Tides Our week began with Spring tides and ended on neaps. Tidal information was gleaned from: Scottish Sea Kayak Trail (Simon Willis, Pesda Press); Maptech charts (info hand drawn onto OS 1:50 maps); West Coast of Scotland Pilot (Admiralty); HW Oban (internet).
Weather forecast A Jura resident said the locals find XCWeather.co.uk the most accurate. we found it very good, although I missed the context of a synoptic diagram.
Communications Phone networks: Vodaphone and 02 generally ok, but Orange non-existent. If internet was unobtainable Tash phoned her partner in London to get the XC Weather forecast. Andy and I carried (and used) VHF radios.
Food & water We carried more than enough food for 7 days and topped up with water twice, each carrying 15 litres (a bag behind the seat & one in front of our feet).
Wild food We took fishing handlines and telescopic rods but didn't use the rods. Mackerel 'feathers' v.productive. Tash collected mussels for 1 meal but general absence. 2 books(Tash): Food for Free; Seaweeds. Need more practice!
Contacts or glasses Both Esther and Tash wore contacts with two incidents. One stuck in Tash's eye - very sore. Wind blew one of Esther's out (don't ask how!). Safety wise this is a risk as depth and distance perception is screwed up so if responsible for navigation or this happened early in the day with no chance of fixing - tricky. But, you can paddle blind in one eye. Glasses would work but splashes leave marks and can be uncomfy over time.
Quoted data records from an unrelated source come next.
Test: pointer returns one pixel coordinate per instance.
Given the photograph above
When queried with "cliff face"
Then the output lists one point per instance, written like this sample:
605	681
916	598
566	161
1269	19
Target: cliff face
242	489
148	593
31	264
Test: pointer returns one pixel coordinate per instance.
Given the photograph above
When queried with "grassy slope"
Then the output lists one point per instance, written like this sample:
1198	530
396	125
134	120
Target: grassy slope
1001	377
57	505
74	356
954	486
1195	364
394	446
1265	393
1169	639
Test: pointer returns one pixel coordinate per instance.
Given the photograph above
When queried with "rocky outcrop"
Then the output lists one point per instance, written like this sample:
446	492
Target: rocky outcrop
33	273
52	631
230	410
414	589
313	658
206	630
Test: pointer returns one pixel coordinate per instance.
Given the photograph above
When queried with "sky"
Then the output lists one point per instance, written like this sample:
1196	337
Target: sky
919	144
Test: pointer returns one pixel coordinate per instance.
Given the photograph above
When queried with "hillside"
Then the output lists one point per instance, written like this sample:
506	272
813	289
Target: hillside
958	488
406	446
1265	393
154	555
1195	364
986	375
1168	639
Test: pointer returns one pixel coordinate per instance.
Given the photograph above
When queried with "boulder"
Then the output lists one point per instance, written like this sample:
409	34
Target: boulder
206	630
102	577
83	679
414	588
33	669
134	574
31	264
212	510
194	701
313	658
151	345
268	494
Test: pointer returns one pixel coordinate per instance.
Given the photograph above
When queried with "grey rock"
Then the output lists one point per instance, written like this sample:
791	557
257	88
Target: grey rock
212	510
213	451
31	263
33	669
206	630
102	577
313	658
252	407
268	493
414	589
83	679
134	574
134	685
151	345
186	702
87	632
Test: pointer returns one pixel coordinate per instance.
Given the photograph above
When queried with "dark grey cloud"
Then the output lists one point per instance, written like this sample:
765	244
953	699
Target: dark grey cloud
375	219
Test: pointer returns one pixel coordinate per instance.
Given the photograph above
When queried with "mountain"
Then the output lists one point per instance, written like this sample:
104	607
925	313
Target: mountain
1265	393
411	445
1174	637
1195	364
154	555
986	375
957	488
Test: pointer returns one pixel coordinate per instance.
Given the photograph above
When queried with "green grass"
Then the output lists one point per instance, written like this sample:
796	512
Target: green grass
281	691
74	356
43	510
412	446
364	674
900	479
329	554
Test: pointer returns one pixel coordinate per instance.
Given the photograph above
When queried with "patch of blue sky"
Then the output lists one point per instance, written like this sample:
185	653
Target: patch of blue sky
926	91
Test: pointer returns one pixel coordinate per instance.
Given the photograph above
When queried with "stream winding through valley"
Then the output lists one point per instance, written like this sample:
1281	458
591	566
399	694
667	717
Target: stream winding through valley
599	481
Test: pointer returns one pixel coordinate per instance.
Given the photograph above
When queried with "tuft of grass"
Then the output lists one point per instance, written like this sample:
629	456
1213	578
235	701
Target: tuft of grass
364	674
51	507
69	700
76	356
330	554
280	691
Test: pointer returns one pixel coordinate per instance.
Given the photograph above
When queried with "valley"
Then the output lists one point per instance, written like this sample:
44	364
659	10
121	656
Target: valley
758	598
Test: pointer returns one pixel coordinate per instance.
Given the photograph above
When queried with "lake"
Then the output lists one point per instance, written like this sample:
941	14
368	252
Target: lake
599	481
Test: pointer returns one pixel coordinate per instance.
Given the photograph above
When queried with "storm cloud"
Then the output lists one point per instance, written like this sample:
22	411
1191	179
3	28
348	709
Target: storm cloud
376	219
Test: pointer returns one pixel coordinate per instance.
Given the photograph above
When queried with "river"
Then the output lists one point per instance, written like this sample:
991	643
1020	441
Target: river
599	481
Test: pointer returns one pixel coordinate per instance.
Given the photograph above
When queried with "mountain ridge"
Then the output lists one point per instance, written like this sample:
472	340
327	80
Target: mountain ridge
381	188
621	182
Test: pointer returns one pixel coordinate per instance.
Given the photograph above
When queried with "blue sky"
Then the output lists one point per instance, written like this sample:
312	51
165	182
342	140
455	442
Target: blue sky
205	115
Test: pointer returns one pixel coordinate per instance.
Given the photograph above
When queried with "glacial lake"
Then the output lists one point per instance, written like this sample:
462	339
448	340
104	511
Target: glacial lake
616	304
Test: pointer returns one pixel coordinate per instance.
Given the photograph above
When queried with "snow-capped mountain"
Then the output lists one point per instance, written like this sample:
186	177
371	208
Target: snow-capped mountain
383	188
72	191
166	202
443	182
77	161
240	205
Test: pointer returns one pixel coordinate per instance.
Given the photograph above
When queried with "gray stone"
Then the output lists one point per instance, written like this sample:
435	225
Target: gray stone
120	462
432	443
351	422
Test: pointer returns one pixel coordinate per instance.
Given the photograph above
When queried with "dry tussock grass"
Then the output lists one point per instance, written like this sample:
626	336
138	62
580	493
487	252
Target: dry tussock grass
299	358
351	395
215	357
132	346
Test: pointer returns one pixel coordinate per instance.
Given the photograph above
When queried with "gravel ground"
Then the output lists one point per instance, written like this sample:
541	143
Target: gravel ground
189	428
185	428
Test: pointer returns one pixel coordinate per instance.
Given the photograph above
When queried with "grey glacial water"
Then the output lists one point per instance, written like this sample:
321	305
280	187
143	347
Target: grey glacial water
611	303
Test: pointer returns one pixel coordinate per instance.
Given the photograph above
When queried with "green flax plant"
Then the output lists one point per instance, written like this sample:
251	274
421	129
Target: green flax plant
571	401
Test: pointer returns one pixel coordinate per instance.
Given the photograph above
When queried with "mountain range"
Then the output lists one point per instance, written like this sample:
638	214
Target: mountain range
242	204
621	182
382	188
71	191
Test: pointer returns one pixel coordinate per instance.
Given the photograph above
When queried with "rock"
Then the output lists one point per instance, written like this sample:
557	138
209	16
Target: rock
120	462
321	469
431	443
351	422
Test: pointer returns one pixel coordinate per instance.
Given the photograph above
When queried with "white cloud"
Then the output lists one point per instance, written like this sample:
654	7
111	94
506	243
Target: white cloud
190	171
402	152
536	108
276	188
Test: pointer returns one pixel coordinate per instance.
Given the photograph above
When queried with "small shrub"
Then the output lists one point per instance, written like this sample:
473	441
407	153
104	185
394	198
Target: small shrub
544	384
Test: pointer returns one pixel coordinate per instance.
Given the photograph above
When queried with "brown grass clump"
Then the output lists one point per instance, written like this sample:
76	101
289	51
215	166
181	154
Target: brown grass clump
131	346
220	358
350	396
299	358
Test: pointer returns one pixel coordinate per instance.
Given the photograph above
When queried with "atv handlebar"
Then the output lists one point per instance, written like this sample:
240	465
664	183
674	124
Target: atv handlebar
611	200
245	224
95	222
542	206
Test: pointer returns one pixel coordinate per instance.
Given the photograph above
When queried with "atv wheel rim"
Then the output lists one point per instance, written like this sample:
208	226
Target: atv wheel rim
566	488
Clothes Absolutely crucial to keep one pair of dry clothes to wear once landing. Sleeping in wet clothes does dry them out but the first hour or so in the sleeping bag is a bit cold! Even though your dry trousers and cag would keep you dry on land, the sweat inside means you need alternative waterproof coat and trousers for camping.
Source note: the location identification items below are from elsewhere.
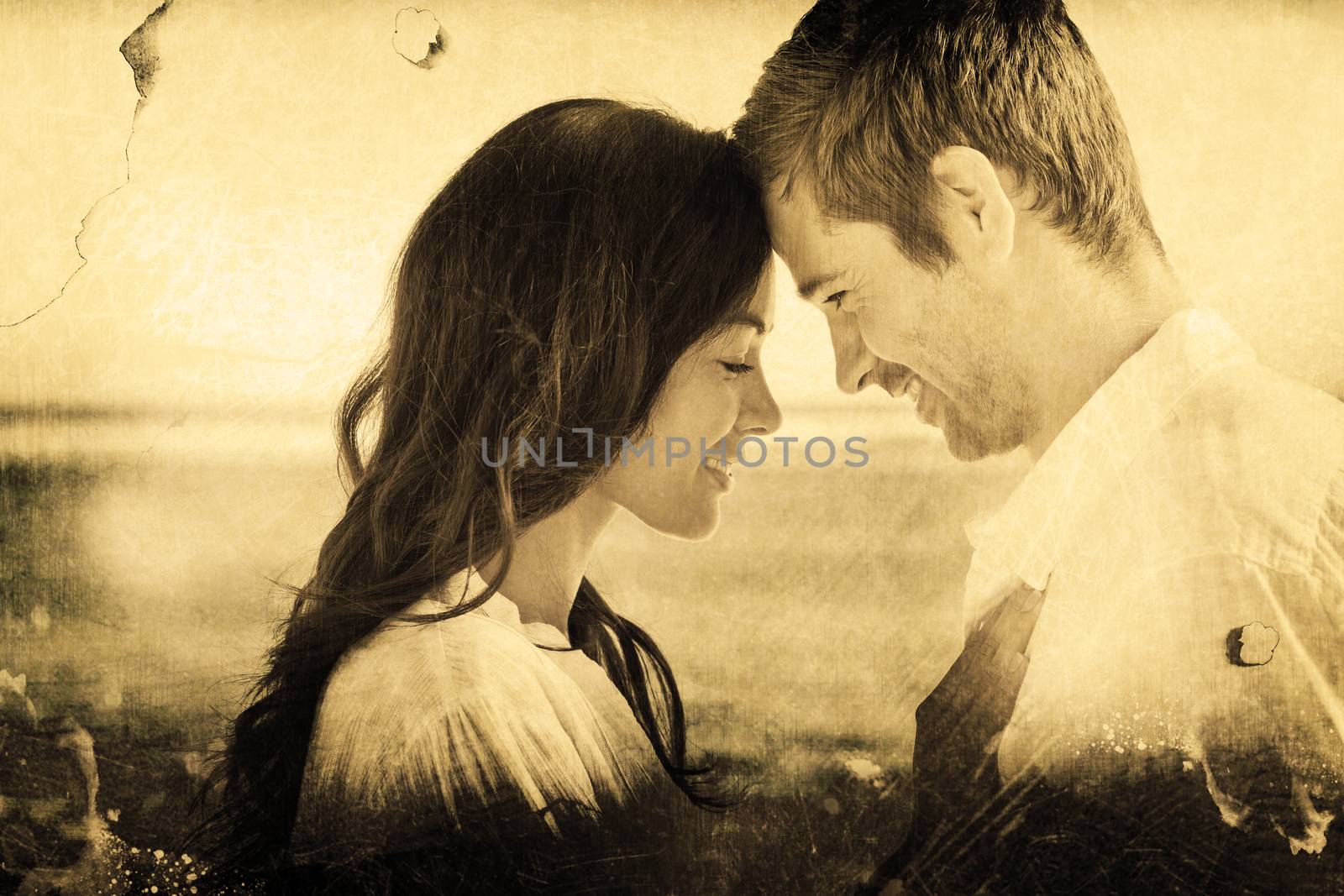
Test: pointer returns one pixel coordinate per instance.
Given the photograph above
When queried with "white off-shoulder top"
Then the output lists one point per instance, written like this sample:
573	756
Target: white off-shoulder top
454	716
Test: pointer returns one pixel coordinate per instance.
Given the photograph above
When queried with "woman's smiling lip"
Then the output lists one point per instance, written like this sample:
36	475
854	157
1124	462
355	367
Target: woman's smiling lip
721	474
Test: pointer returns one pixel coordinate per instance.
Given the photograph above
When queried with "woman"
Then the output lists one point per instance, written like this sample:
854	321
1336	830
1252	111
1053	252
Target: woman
595	277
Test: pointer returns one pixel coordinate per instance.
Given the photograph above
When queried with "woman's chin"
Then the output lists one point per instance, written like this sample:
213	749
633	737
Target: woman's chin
692	526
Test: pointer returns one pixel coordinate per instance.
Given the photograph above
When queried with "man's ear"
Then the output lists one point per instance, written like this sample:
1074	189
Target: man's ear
979	217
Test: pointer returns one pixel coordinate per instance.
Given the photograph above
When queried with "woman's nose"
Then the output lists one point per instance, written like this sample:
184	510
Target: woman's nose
759	414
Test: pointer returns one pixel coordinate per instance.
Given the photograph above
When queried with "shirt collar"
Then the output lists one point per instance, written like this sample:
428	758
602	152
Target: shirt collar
1028	533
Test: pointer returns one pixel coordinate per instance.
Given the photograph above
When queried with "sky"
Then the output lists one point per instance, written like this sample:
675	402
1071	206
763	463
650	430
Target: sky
235	228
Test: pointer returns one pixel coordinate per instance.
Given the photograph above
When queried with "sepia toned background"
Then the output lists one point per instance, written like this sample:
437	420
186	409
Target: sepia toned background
192	277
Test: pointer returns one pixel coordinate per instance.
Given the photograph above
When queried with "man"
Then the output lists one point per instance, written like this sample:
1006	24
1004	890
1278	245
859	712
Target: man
951	183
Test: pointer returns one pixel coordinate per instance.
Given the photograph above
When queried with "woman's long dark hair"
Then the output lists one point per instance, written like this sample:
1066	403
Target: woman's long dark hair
550	285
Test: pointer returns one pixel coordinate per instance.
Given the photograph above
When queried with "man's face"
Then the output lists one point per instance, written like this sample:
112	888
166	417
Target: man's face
945	338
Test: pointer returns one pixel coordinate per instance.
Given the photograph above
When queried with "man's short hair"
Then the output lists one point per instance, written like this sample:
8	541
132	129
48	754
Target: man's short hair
866	92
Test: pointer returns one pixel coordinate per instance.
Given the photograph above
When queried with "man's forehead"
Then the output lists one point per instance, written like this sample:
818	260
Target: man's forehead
804	238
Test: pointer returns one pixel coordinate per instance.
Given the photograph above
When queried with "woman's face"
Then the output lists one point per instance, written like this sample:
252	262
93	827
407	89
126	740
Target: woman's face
714	396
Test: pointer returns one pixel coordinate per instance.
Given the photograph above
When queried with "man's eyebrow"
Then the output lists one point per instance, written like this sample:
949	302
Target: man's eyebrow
748	318
811	286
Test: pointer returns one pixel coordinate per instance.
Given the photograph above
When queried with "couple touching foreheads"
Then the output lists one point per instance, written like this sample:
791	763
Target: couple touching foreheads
1156	606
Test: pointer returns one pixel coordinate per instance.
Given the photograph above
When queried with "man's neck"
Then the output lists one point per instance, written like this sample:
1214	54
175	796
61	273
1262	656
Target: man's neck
1101	318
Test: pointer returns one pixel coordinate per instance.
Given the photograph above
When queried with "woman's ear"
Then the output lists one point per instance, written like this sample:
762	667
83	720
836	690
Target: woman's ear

Tents Do not go on a multi-day trip with a coffin like tent! You need space to have clothes and kit in your tent, and if we'd ended up stuck by weather for a day or so I'd have been crashing someone else's tent for sure!
What I'd do differently: Nick:
- teach people how to use my petrol stove beforehand so all could share morning tea duty!
- organise a rota for cooking and washing-up
- wear a dry suit or dry trousers (saltwater rash after 3 days was no fun!)
- pack less things I might need, and full waterproof gear - and a second pair of shoes
- bigger tent
- maps should only be copied and laminated in A4 size. A3 is too big to use easily
- use moisteriser on my face and hands every night!